Reddit has some active communities where you can request and share datasets related to various topics. The most popular Reddit community is r/datasets and some others are r/opendata, r/data and r/DataHoarder.

For example, I found a massive dataset of 107+ million journal articles of 4.7 TiB in size in one of these Reddit communities. And all that can be downloaded for free, as you see in the below screenshot.

millions journal articles.png

e. Look for public APIs

Just like public datasets, you can also find public APIs that you can use in your programmatic SEO projects. One of the biggest API sites is RapidAPI where you will find 1000s of free as well as premium APIs.

alpha vantage.png

For example, Alpha Vantage is a free API on RapidAPI that you can use to receive stock, forex, technical indicators, and cryptocurrency data.

f. Use Google Dataset Search tool

Google has a lesser known tool called Dataset Search, where you can search for the datasets that you’re looking for. Just type in your query in the search box, hit enter, and you will be presented with tons of useful data.

google dataset search.png

For example, I was looking for some data on COVID-19 and found an interesting one, for free.

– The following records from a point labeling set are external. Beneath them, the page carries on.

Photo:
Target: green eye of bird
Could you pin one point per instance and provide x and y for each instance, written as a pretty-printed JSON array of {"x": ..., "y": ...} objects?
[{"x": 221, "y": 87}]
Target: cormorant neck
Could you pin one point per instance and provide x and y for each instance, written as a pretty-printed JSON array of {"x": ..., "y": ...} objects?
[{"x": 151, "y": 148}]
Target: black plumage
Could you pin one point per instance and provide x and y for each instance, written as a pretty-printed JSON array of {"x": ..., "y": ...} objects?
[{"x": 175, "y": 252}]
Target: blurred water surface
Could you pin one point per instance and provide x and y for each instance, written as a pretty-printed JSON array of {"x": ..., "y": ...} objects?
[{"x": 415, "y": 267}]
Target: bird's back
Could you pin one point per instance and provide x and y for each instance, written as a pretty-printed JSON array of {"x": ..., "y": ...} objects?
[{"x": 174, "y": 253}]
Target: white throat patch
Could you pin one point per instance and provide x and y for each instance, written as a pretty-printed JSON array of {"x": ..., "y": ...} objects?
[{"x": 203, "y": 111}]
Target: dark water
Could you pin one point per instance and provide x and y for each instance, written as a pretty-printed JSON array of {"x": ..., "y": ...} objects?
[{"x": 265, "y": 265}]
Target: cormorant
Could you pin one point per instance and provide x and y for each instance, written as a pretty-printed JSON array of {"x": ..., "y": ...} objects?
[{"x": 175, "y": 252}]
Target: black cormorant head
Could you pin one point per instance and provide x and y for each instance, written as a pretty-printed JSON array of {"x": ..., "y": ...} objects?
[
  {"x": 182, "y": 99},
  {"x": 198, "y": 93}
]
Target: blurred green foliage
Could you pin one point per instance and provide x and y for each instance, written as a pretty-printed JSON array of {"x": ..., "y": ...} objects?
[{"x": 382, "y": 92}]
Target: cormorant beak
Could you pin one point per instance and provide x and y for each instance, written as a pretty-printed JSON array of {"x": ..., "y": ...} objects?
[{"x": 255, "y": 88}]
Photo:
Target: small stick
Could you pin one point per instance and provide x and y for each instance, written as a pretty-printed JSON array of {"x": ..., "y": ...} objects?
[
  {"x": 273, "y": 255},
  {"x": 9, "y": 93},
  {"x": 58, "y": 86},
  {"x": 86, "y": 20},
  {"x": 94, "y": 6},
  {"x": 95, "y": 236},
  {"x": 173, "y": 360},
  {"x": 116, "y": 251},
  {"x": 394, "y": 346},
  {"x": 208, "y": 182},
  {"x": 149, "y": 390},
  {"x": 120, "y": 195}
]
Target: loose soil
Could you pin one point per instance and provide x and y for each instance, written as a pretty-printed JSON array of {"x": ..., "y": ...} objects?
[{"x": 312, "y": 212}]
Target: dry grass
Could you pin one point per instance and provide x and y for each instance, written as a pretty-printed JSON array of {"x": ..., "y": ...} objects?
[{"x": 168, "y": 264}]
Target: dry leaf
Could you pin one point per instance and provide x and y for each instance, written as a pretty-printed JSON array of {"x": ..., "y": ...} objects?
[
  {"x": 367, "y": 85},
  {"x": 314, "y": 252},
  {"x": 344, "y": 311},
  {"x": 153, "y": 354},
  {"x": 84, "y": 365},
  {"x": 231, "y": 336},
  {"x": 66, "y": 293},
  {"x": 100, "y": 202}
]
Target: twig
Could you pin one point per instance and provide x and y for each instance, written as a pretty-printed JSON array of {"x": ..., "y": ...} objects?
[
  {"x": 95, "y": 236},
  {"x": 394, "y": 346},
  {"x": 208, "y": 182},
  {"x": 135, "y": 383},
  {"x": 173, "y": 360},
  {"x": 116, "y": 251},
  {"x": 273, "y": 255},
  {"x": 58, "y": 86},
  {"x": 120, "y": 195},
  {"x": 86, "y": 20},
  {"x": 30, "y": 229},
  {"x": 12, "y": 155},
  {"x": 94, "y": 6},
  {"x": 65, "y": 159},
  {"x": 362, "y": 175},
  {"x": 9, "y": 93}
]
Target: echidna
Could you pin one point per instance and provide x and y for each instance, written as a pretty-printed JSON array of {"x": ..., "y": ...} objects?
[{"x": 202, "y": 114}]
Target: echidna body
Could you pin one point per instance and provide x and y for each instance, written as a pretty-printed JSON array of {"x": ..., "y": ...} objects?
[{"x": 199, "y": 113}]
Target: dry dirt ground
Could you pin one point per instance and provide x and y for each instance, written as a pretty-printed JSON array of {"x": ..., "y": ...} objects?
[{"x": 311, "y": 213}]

3. Hire an experienced scraper

Data scraping is a complicated and time consuming process, so unless you’re an expert, hiring an experienced scraper to collect the data for your programmatic SEO project can be another good option.

The person you hire should be able to help you with scraping as well as cleaning the scraped data, so that you only focus on what matters the most. So make sure you communicate properly about your requirements beforehand.

data scraping.png

On freelancing platforms like Upwork, you can hire web scraping experts for as low as $10 per hour.